僕は自分の大学デビューがバレないように、新一郎のペースに合わせて喋った。新一郎が大学に入るまでにやっていたヤンチャなことも、あたかも自分も経験したことがあるかのように相槌を打った。
女の子の話になったとき、新一郎がドキっとすることを聞いてきた。
「しゅんってさ、童貞じゃないよね?」
なんて言おうかと一瞬迷ったが、横には村崎もいる。ここで嘘をついて、後でバレた方がヤバい。僕は瞬時にそう考えた。

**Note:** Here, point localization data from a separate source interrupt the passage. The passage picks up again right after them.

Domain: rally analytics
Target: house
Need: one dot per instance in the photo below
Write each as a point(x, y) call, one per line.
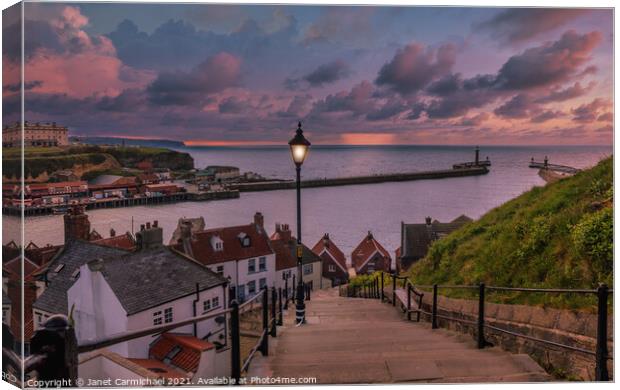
point(151, 286)
point(16, 281)
point(369, 256)
point(416, 238)
point(60, 274)
point(285, 247)
point(242, 254)
point(334, 261)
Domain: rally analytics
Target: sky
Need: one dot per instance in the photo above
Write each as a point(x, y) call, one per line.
point(246, 74)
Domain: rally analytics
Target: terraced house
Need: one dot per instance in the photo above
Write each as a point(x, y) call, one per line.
point(242, 254)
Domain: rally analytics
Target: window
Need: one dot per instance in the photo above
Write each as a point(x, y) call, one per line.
point(157, 319)
point(252, 287)
point(168, 315)
point(251, 266)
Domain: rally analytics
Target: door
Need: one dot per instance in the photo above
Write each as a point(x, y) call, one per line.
point(241, 293)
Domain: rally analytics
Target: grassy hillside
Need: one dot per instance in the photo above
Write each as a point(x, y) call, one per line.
point(559, 235)
point(39, 161)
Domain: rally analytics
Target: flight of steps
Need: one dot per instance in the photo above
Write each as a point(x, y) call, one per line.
point(354, 340)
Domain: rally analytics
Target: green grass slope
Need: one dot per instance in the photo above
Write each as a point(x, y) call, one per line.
point(559, 235)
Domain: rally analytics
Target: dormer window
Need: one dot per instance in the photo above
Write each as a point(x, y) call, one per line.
point(244, 239)
point(217, 244)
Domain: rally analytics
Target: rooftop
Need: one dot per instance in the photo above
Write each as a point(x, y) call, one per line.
point(148, 278)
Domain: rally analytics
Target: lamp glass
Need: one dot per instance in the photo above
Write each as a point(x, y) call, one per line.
point(299, 153)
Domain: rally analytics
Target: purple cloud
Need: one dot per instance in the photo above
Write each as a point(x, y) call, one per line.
point(517, 25)
point(415, 66)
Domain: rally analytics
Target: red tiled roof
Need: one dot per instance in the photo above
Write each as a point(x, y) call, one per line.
point(158, 368)
point(124, 241)
point(42, 255)
point(332, 249)
point(203, 251)
point(365, 250)
point(188, 357)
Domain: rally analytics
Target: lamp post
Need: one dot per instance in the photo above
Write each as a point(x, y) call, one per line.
point(299, 150)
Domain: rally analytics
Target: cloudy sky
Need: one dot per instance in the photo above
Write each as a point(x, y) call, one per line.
point(234, 74)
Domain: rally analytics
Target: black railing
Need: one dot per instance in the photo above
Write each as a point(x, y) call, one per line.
point(369, 289)
point(602, 292)
point(54, 347)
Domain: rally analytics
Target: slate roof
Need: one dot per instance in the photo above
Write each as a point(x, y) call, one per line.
point(148, 278)
point(286, 254)
point(326, 244)
point(74, 254)
point(417, 237)
point(203, 251)
point(365, 250)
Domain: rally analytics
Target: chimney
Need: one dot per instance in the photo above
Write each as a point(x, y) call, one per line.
point(149, 237)
point(259, 220)
point(77, 225)
point(285, 232)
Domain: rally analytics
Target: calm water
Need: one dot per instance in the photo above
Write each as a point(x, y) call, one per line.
point(347, 213)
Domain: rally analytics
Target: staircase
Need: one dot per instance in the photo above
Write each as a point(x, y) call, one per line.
point(354, 340)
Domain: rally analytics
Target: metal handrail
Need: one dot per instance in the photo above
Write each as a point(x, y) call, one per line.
point(602, 292)
point(131, 335)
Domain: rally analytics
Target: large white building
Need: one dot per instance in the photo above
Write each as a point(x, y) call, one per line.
point(34, 134)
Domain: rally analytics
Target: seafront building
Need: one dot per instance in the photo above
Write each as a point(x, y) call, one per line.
point(34, 134)
point(370, 256)
point(240, 253)
point(416, 238)
point(334, 261)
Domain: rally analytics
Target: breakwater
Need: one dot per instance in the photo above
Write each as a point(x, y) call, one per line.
point(344, 181)
point(126, 202)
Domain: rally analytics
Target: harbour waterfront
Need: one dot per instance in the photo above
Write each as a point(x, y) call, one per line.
point(347, 213)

「実は童貞なんだよなーまあ機会がなかったことはないんだけど……」
「マジで! じゃあ合コンしようや、合コン!」
「お、おお! 頼むわ! 童貞捨てさせてくれー」
女の子関係は新一郎にマウントを取らせた方が良さそうだ。そっちの方が後々困らない。新一郎が入学前に、すでにモバゲーで連絡をとっていた看護科の女の子と合コンするという話になったところで、僕らは昼からの講義に向かった。

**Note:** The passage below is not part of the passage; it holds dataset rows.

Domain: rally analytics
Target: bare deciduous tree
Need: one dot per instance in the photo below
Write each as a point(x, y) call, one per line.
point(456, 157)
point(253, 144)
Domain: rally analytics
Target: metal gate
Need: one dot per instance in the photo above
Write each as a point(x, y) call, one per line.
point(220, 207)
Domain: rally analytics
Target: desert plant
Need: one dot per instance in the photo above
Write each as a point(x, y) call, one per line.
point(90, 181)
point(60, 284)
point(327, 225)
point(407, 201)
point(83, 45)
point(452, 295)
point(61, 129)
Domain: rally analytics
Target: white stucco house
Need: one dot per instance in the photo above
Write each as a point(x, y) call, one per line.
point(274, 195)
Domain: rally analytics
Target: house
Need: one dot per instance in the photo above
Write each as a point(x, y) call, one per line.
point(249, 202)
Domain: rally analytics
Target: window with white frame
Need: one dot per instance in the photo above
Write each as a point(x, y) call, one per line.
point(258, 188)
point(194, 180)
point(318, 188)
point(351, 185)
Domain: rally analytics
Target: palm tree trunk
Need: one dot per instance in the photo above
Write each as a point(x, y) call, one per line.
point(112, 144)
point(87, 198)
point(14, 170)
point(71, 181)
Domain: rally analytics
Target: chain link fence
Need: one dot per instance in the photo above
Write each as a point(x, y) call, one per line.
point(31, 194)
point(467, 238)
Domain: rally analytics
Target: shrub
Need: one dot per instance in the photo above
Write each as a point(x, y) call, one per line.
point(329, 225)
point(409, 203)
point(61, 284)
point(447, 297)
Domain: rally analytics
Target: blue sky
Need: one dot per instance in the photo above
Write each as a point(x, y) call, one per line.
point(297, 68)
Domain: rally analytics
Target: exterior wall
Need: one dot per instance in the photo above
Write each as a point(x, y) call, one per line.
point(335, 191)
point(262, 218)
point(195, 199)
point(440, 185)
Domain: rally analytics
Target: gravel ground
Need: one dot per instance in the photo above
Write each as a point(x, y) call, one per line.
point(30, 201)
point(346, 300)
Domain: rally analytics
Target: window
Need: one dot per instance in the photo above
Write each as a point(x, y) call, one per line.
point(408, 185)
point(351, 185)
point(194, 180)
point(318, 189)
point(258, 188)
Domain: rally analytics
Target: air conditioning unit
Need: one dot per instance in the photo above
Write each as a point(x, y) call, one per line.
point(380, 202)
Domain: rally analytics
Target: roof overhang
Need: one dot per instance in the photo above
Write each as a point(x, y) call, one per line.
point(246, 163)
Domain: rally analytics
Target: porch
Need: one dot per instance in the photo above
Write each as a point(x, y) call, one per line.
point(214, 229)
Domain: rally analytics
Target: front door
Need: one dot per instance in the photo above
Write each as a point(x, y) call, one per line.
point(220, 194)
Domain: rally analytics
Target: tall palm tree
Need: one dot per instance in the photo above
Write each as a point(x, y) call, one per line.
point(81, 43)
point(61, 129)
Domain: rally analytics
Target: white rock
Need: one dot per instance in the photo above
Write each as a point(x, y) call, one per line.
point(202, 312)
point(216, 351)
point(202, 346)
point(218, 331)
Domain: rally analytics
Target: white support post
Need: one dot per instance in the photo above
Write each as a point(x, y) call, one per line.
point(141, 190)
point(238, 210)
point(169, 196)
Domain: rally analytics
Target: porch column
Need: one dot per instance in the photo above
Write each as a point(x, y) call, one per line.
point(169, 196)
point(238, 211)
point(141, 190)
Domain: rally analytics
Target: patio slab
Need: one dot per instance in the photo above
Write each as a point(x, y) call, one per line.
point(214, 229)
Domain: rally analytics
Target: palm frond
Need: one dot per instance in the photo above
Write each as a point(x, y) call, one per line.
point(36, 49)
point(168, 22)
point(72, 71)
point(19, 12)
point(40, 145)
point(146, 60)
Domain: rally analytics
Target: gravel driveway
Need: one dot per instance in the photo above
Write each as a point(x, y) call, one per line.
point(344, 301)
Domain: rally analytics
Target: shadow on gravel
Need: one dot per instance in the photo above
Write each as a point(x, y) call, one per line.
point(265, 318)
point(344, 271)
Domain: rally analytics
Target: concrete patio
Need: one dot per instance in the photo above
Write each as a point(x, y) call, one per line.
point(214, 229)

教室に入ると、すでに僕ら以外にも何個かグループができていた。しかし、おそらく今の時点で一番派手なグループは七色ヘアーの僕とオシャレな新一郎がいるこのグループだ。
村崎と新一郎を二人掛けの席に座らせて、僕は一つ空いてる席に座った。僕がこの天下取り計画でもう一人、なんとしても仲間に加えておきたい人物、隆志の隣だ。
隆志は入学式のときから目立っていた。左耳に大きなピアス、清潔感のあるソフトモヒカン、甘いマスク。そしてガタイが良い。絶対ケンカ強いだろうっていう体格の持ち主だ。こいつがグループにいると、もし他のグループから因縁をつけられても、絶対倒してくれそうだ。
大学生だろ? 国立の?
因縁つけるとかないだろ、中学生じゃないんだし。ケンカ強そうってなんだよ。
と、今になっては思うこともあるが、当時の僕は本気で思ってた。隆志はケンカ強そうだから絶対仲間に入れたい。

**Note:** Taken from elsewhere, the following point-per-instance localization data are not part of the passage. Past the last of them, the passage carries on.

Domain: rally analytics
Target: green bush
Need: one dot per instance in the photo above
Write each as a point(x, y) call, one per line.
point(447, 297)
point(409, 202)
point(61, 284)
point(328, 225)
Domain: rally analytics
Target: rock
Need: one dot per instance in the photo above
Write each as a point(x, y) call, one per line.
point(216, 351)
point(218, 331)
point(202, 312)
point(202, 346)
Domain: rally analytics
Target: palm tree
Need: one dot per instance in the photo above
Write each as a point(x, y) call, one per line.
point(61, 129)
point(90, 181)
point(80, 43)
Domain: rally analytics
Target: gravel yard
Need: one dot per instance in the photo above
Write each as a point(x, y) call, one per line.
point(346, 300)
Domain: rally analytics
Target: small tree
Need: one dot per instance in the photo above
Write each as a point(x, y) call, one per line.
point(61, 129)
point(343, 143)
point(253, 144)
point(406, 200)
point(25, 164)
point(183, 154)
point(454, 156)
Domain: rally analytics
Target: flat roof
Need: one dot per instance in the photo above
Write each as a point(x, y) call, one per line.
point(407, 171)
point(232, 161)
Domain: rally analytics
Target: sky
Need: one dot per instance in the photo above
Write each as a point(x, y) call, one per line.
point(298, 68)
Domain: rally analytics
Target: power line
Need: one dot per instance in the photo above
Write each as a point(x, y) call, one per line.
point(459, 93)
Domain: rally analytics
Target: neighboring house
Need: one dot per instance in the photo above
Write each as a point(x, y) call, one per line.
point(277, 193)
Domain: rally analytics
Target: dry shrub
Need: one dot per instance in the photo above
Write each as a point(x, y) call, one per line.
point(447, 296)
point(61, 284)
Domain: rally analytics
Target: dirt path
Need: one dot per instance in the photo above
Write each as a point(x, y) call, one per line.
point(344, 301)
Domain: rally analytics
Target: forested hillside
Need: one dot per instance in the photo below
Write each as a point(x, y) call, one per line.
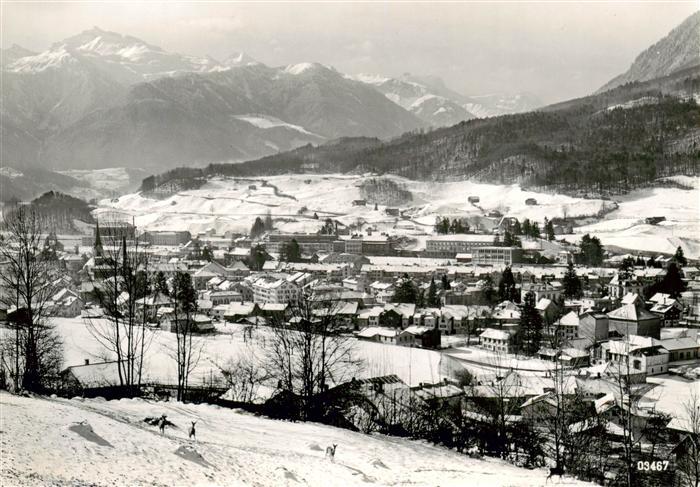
point(59, 212)
point(611, 142)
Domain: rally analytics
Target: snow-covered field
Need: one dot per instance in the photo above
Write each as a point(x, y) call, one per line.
point(95, 442)
point(233, 204)
point(625, 227)
point(412, 365)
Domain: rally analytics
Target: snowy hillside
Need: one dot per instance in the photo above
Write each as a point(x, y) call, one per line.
point(429, 99)
point(678, 50)
point(96, 442)
point(231, 204)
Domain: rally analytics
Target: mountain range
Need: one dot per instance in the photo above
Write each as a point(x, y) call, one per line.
point(101, 99)
point(680, 49)
point(611, 141)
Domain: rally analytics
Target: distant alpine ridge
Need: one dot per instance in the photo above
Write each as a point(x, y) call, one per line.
point(102, 99)
point(679, 50)
point(609, 142)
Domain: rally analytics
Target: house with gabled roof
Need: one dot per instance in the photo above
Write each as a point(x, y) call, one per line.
point(91, 380)
point(634, 319)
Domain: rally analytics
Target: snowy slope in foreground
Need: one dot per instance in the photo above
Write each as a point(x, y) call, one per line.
point(42, 444)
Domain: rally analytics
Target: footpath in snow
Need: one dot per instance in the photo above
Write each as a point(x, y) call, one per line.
point(60, 441)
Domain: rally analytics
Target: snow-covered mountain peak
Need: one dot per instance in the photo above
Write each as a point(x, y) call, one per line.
point(125, 58)
point(240, 59)
point(54, 58)
point(370, 79)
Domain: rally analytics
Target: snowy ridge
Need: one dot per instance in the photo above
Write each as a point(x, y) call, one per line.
point(300, 68)
point(268, 122)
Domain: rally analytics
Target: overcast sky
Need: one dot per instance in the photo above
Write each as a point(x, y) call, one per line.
point(554, 50)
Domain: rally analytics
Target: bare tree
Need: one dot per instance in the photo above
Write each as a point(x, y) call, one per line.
point(245, 376)
point(188, 350)
point(689, 458)
point(121, 280)
point(307, 352)
point(27, 280)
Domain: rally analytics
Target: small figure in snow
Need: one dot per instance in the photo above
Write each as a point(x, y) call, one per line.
point(330, 452)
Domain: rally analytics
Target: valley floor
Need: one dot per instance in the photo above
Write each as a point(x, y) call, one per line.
point(228, 204)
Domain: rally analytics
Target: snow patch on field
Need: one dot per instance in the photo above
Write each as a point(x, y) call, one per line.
point(38, 447)
point(412, 365)
point(230, 204)
point(269, 122)
point(110, 179)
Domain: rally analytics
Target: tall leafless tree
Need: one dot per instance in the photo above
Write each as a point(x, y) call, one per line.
point(308, 352)
point(188, 350)
point(121, 280)
point(689, 461)
point(27, 280)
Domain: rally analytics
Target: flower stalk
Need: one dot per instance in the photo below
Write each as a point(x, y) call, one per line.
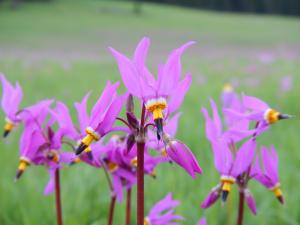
point(241, 208)
point(128, 207)
point(111, 209)
point(57, 198)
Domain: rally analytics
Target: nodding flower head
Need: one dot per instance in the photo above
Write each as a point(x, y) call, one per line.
point(11, 99)
point(103, 116)
point(268, 175)
point(23, 164)
point(163, 212)
point(260, 112)
point(155, 93)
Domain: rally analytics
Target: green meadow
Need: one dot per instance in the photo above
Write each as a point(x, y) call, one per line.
point(58, 50)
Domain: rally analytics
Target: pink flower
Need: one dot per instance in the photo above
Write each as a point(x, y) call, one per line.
point(11, 99)
point(268, 175)
point(155, 93)
point(162, 213)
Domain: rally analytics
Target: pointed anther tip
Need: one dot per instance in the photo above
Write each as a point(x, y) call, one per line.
point(281, 199)
point(6, 133)
point(18, 175)
point(224, 196)
point(285, 116)
point(80, 148)
point(90, 156)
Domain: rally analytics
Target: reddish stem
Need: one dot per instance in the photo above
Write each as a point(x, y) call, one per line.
point(58, 199)
point(111, 209)
point(241, 208)
point(140, 184)
point(128, 207)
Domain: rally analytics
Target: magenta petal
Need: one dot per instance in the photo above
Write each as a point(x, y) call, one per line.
point(212, 197)
point(107, 96)
point(170, 76)
point(202, 222)
point(171, 127)
point(244, 157)
point(178, 94)
point(83, 117)
point(111, 114)
point(129, 73)
point(51, 183)
point(250, 201)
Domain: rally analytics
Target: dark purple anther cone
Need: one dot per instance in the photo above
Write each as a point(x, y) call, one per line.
point(6, 133)
point(159, 127)
point(80, 148)
point(90, 155)
point(19, 174)
point(224, 195)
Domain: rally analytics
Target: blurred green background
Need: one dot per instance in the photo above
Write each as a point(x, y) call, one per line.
point(58, 49)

まったく興味のない稲の刈り取り機の流通がどうとかの講義が始まった。
僕は小声で隆志に話しかけた。
「この講義さ、今後の人生で全く必要ないよな?」
「……いやオレん家、農家なんやけど」
ヤバい、地雷を踏んだ。
「ああ、じゃあ必要かもな。すまん」
「……」
スタートダッシュというのは肝心だ。僕はただでさえ、一見汚い茶髪だが、美容師曰く角度によっては七色に見えるというイキった髪型をしている。これで最初になんか調子乗ってるヤツとして煙たがられてしまうと、今後どんどんボロが出てしまう。
あんな感じだけど喋ってみたら人当たりの良い面白いヤツでいなきゃいけないのだ。敵は作っちゃいけない。
打開策の見つからないまま講義が終わる。席を立つ隆志に僕は咄嗟に声をかける。